Nancy Pelosi sticks up for Obama: We are better off than four years ago
The Democratic convention has tread lightly around the question of whether America is better off than it was four years ago. But Nancy Pelosi hit it head on Wednesday.
House minority leader Nancy Pelosi says that the US is better off than it was four years ago because in the fall of 2008 the nation was on the verge of an historic economic collapse.

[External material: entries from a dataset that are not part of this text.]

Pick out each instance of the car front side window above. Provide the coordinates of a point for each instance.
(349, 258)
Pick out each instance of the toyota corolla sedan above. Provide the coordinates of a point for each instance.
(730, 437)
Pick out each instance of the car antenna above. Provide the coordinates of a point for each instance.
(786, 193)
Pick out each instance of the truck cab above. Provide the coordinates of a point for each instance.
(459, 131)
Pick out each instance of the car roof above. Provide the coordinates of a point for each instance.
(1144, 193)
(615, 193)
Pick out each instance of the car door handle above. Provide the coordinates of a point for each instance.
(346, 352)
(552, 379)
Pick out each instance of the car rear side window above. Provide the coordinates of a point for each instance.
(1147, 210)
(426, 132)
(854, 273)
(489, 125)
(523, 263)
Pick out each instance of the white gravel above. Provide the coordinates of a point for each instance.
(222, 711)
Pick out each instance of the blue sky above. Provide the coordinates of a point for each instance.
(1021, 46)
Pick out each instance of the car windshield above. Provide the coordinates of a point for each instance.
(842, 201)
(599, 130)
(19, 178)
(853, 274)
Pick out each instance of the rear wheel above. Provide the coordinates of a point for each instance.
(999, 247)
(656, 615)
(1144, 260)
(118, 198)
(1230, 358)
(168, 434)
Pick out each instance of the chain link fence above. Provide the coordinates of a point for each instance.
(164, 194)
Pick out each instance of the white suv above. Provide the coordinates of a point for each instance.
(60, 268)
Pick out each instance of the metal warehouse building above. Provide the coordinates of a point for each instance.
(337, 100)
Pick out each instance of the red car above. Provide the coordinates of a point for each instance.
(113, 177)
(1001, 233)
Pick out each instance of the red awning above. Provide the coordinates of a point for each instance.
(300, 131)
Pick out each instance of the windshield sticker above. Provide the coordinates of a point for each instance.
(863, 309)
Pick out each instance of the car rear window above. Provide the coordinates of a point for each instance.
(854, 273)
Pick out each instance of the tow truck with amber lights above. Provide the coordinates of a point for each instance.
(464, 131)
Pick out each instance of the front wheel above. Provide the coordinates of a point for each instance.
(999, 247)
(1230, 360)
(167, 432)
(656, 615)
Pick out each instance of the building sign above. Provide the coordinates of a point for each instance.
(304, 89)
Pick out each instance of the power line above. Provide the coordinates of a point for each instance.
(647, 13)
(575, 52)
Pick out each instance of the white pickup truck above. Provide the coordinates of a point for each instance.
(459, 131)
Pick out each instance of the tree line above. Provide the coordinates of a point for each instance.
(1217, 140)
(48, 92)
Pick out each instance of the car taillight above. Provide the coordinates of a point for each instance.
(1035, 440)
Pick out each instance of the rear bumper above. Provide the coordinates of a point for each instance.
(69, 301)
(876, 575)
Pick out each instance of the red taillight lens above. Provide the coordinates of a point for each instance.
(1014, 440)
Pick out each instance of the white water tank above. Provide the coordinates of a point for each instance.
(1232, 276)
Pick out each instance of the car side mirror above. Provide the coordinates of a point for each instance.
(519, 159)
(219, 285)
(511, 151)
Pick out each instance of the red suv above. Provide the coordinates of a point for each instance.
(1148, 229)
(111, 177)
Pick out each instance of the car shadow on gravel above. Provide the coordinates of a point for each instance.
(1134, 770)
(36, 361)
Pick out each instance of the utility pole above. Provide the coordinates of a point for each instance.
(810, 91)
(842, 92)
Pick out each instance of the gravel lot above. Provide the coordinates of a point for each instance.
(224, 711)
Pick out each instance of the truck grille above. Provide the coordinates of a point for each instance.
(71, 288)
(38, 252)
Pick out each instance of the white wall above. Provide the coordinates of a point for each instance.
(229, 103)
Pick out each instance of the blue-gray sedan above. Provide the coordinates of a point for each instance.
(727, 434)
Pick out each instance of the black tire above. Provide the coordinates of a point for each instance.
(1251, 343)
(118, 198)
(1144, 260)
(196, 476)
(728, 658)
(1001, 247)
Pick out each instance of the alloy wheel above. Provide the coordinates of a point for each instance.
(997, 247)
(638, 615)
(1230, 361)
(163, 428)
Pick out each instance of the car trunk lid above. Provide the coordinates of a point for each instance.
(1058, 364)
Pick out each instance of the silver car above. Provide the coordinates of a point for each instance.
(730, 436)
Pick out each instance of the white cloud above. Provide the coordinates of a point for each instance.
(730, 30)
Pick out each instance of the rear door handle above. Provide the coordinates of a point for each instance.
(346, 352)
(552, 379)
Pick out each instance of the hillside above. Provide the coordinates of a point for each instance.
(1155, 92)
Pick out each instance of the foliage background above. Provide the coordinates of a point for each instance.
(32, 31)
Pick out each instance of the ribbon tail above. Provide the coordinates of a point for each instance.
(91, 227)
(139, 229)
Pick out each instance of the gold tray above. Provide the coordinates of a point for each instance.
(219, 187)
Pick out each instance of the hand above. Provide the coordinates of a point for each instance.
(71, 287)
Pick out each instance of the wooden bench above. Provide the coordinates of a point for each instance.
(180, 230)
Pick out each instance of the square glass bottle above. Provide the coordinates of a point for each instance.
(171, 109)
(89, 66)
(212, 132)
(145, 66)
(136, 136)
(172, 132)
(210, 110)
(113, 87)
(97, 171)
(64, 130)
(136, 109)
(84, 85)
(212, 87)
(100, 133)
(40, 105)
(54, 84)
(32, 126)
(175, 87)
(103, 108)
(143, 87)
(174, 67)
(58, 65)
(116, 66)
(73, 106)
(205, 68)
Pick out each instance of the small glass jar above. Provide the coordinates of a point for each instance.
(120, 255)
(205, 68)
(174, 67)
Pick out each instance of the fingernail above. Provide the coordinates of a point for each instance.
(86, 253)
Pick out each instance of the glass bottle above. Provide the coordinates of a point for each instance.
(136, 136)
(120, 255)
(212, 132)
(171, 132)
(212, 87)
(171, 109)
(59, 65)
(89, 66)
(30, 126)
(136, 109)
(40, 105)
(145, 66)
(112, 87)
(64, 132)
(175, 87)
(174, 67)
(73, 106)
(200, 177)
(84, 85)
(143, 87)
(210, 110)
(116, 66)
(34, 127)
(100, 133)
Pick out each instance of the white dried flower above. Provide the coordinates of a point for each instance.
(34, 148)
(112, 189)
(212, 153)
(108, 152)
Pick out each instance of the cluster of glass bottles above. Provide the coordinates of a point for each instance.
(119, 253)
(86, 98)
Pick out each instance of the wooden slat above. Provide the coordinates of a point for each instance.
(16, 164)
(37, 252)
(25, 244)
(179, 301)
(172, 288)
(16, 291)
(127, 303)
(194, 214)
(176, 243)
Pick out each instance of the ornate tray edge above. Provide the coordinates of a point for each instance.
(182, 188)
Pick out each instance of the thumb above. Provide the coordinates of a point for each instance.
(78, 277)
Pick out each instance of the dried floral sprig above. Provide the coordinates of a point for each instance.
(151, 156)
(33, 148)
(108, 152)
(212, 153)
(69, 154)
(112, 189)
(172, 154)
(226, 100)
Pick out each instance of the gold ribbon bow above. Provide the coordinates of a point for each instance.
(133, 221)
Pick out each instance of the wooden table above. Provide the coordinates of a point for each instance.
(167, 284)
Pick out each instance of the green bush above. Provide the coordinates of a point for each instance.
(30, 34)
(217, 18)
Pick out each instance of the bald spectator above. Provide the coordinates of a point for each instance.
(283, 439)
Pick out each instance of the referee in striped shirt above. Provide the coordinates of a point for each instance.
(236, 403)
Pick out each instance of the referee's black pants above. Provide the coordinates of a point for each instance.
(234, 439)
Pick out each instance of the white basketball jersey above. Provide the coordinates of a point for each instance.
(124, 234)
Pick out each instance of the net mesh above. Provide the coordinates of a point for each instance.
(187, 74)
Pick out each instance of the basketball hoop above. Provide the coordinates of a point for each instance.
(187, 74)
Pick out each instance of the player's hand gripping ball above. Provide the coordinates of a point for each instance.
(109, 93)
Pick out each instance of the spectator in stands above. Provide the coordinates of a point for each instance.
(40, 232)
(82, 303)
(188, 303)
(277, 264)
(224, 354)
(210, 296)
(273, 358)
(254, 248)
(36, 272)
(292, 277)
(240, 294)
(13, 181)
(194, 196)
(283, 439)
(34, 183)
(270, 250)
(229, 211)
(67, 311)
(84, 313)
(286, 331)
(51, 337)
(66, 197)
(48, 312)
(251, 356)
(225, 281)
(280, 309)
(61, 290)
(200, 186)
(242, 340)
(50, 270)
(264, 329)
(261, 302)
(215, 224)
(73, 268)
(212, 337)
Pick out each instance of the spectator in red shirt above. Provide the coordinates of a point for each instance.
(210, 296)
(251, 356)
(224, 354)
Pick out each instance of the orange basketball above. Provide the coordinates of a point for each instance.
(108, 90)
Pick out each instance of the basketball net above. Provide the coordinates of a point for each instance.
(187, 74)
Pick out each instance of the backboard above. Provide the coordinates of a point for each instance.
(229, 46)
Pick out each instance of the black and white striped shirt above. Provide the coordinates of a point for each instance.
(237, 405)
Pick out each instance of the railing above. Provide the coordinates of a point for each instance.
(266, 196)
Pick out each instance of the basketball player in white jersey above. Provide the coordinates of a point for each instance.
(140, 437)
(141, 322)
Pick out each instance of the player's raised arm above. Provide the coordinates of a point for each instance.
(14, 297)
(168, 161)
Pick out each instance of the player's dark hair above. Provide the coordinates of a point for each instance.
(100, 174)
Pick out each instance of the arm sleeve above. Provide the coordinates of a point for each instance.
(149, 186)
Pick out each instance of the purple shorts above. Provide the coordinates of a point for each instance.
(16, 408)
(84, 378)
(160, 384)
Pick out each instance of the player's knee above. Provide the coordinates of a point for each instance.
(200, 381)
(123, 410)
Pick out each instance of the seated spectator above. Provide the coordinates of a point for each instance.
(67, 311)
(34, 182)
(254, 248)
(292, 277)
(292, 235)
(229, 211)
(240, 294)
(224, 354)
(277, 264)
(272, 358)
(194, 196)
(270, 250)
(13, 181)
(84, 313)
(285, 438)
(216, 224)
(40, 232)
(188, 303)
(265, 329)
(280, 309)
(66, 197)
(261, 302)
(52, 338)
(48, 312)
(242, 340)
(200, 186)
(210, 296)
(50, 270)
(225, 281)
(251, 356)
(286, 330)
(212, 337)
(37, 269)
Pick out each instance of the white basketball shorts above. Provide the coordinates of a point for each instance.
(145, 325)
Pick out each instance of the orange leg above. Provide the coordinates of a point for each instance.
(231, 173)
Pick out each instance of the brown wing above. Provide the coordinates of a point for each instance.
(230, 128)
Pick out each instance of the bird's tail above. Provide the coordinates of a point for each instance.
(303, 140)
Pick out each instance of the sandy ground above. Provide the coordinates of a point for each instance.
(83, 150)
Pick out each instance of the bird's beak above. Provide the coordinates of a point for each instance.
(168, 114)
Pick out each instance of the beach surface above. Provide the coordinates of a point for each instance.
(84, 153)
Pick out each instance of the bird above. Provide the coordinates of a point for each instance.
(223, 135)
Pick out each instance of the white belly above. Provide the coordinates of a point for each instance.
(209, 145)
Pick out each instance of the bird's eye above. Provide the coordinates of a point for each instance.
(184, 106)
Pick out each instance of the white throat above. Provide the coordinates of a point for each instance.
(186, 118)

In an impassioned defense of President Obama's economic record, Congresswoman Pelosi at a breakfast sponsored by the Monitor said that she remembers the dark days of that autumn all too well. On Sept. 18, the then-speaker of the House met in her office with Bush administration Secretary of the Treasury Henry Paulson and Federal Reserve Chairman Ben Bernanke. At the time, bank lending was drying up. The nation's biggest financial firms teetered on the edge of collapse.
Secretary Paulson described a scenario which, in Pelosi's words, included the US possibly descending into the depths of economic hell. So she turned to Chairman Bernanke, and asked for his opinion.
"If we do not act immediately, we will not have an economy by Monday," said Bernanke, in Pelosi's recollection.
The meeting was on a Thursday night.
"Are we better off than then? Yes," said Pelosi.
The "are you better off" question has bedeviled Democrats in recent days as they gather here in Charlotte, N.C., for their national convention. Republicans have adopted the phrase from the Ronald Reagan 1980 campaign, which used it to highlight US discontent with incumbent President Carter's economic record.
With unemployment stubbornly high and US economic growth sluggish at best, Democrats have struggled to articulate a response that encapsulates the idea that, yes, things aren't great, but you've forgotten the mess we inherited.
That was Pelosi's mission at the Monitor breakfast. She recalled calling Paulson to set up that September 2008 meeting and asking him to come to her office the next day.
"Madam Speaker," Paulson said, in Pelosi's recollection, "tomorrow will be too late."